Five years later, the author of the Physician’s Health Study, Paul Ridker, the director of the center for cardiovascular disease prevention at Brigham and Women’s Hospital (Boston), published data again in NEJM indicating that CRP boosted the predictive power of the Framingham, but Blumenthal said that this effect was seen “in some studies, but not in all.”

A comparison of CAC and CRP in the Oct. 15, 2002, edition of Circulation, penned by Robert Park, MD, et al at the Harbor-UCLA Research and Education Institute (Los Angeles) indicates that the former is “a potent predictor of cardiac events whereas CRP was only a modest predictor,” but Blumenthal stated that other data indicate that “the two may be very complementary” in evaluating risk for asymptomatic patients.

Still, CRP is not finished as a biomarker in Blumenthal’s mind.

In closing comments he said that “[d]ue to the overwhelming number of articles on CRP and the overall consistency, in my mind, when you look at a high CRP, that’s associated with a doubling of the Framingham score,” describing it as a secondary risk category.

One attendee asked Blumenthal if the case against CRP was not moving a bit too quickly and inquired as to how to proceed with a patient with mixed physical risk factors. Blumenthal replied that “if you’re on the fence” concerning biomarkers such as CRP, “familial history is so suggestive.” A patient whose uncle, as an example, died suddenly and without warning might be a good candidate for cholesterol-lowering therapy and routine monitoring.
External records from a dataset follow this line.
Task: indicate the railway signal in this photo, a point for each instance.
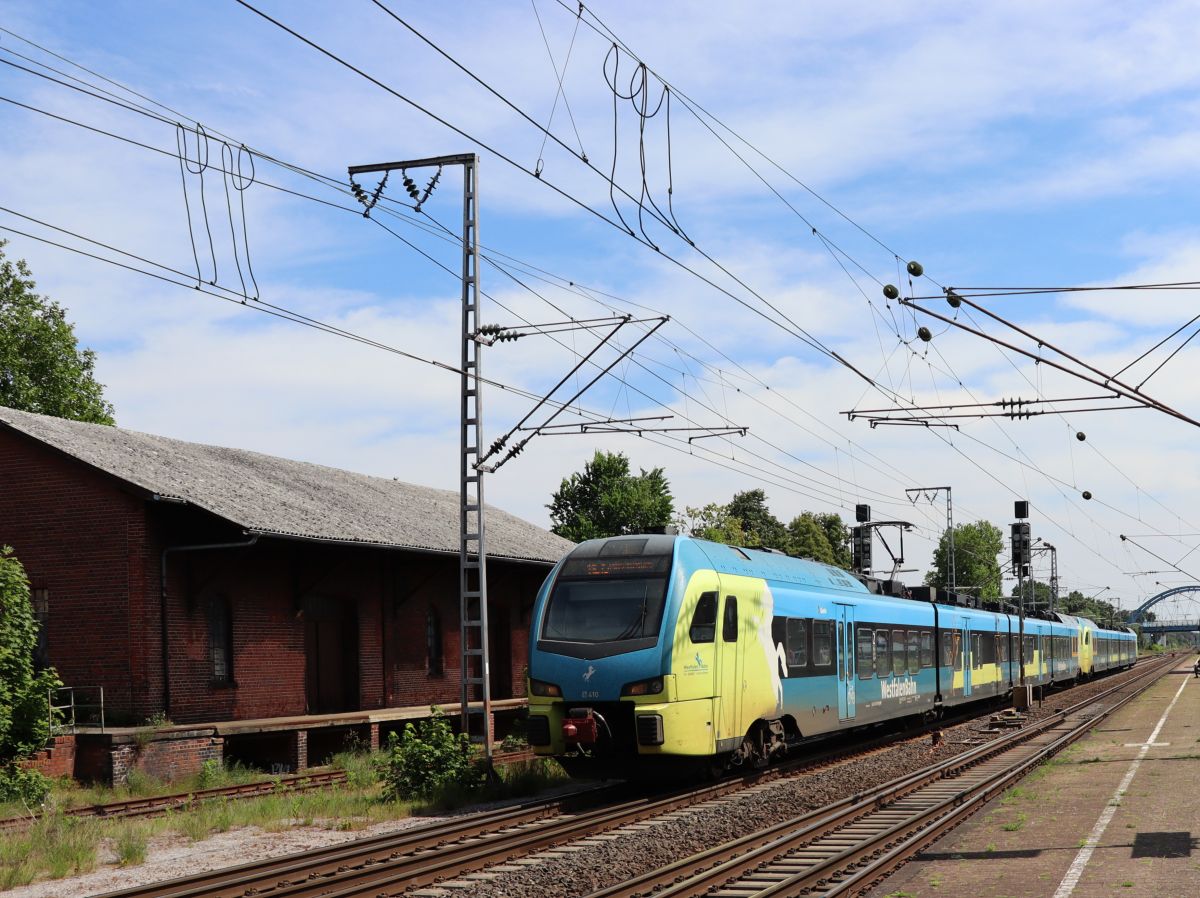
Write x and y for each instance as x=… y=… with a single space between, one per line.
x=861 y=549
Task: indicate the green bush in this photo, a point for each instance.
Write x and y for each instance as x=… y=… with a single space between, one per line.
x=24 y=724
x=427 y=759
x=27 y=786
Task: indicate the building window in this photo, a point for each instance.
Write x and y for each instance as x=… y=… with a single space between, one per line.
x=42 y=616
x=433 y=641
x=221 y=639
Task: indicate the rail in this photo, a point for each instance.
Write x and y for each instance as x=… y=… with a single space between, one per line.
x=845 y=846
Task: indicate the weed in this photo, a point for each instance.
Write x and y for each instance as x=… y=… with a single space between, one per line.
x=1015 y=825
x=430 y=759
x=131 y=845
x=361 y=768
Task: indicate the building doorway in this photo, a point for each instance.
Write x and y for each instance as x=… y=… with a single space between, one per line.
x=331 y=654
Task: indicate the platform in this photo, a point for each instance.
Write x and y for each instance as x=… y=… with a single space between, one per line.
x=1115 y=814
x=279 y=744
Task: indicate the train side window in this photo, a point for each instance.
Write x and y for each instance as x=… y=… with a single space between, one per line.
x=730 y=622
x=822 y=644
x=844 y=660
x=703 y=620
x=797 y=647
x=882 y=653
x=898 y=652
x=865 y=653
x=913 y=652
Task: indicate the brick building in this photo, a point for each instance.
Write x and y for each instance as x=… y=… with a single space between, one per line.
x=213 y=584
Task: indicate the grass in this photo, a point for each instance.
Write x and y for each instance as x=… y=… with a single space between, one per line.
x=1017 y=824
x=69 y=794
x=54 y=846
x=59 y=845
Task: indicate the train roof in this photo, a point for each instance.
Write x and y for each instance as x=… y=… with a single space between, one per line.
x=768 y=564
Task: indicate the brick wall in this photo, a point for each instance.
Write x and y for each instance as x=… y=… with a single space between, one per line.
x=57 y=759
x=167 y=756
x=72 y=530
x=96 y=546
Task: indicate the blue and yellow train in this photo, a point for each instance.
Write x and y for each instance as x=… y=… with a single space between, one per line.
x=672 y=647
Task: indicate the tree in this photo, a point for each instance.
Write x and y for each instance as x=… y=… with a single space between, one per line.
x=761 y=527
x=976 y=546
x=1036 y=596
x=24 y=726
x=606 y=501
x=808 y=539
x=1093 y=609
x=838 y=534
x=714 y=522
x=42 y=367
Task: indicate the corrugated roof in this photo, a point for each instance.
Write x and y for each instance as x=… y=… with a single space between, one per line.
x=295 y=498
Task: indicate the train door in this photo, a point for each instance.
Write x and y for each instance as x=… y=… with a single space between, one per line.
x=967 y=656
x=846 y=662
x=729 y=674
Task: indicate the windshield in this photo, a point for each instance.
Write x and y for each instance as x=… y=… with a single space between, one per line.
x=605 y=610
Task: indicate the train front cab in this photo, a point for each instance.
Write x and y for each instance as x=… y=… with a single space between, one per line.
x=685 y=687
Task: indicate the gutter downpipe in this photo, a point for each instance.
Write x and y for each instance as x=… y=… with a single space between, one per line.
x=162 y=604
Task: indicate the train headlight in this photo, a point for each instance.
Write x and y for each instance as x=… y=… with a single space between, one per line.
x=643 y=687
x=545 y=689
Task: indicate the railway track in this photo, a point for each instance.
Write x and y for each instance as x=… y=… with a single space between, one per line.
x=425 y=855
x=845 y=848
x=430 y=854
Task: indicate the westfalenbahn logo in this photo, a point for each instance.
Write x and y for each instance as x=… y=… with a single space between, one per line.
x=898 y=688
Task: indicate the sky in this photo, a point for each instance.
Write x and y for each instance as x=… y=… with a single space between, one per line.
x=759 y=181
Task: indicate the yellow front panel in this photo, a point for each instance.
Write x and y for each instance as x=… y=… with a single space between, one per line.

Blumenthal noted that those in medical science often have a tendency “to believe our data a little too much” when dealing with an individual patient.

Thomas Pearson, MD, the department chair of community and preventive medicine at the University of Rochester (Rochester, New York), highlighted the state of flux for those in the business of finding biomarkers for CHD, noting that “if you are unhappy with the evidence base for therapeutics, just try diagnostics.”

Pearson alluded to a glut of “evidence” in printed form in commenting that “the big push at NIH these days is translational medicine.” The difficulty now is that at present, “the typical clinician has about 1,500 guidelines” by which to steer his or her practice, he noted.

As for CRP, Pearson said that this protein “has the analyte and assay characteristics most conducive to use in clinical practice,” but noted that late data suggest that this predictive power “has crept down.” He noted further that data published in the Nov. 28, 2005, edition of the Archives of Internal Medicine suggest that CRP levels did not exhibit any more predictive power than lipoprotein assays. The study in question, conducted by Peter Wilson, MD, of the Emory University School of Medicine (Atlanta) et al, performed cardiovascular disease (CVD) risk assessment on 1,949 men and 2,497 women without CVD from the Framingham Heart Study. A follow-up eight years later suggested that elevated CRP level added nothing to the typical doctor’s office risk factor assessment for this group.

Pearson noted that one of the difficulties in developing risk tools is that the total cost of any such undertaking is the sum of the cost of tests, the costs of any prescriptions used in such a trial, the cost of any side effects, and the cost of any diseases that are not caught by that risk tool. As a consequence, he noted, “evaluation of diagnostics are few and far between.”

On the other hand, Pearson was also reluctant to announce the utter demise of CRP, recommending it as “a useful adjunct to risk predictions in patients for further testing or therapy ... especially if you’re on the fence” about that patient’s risk.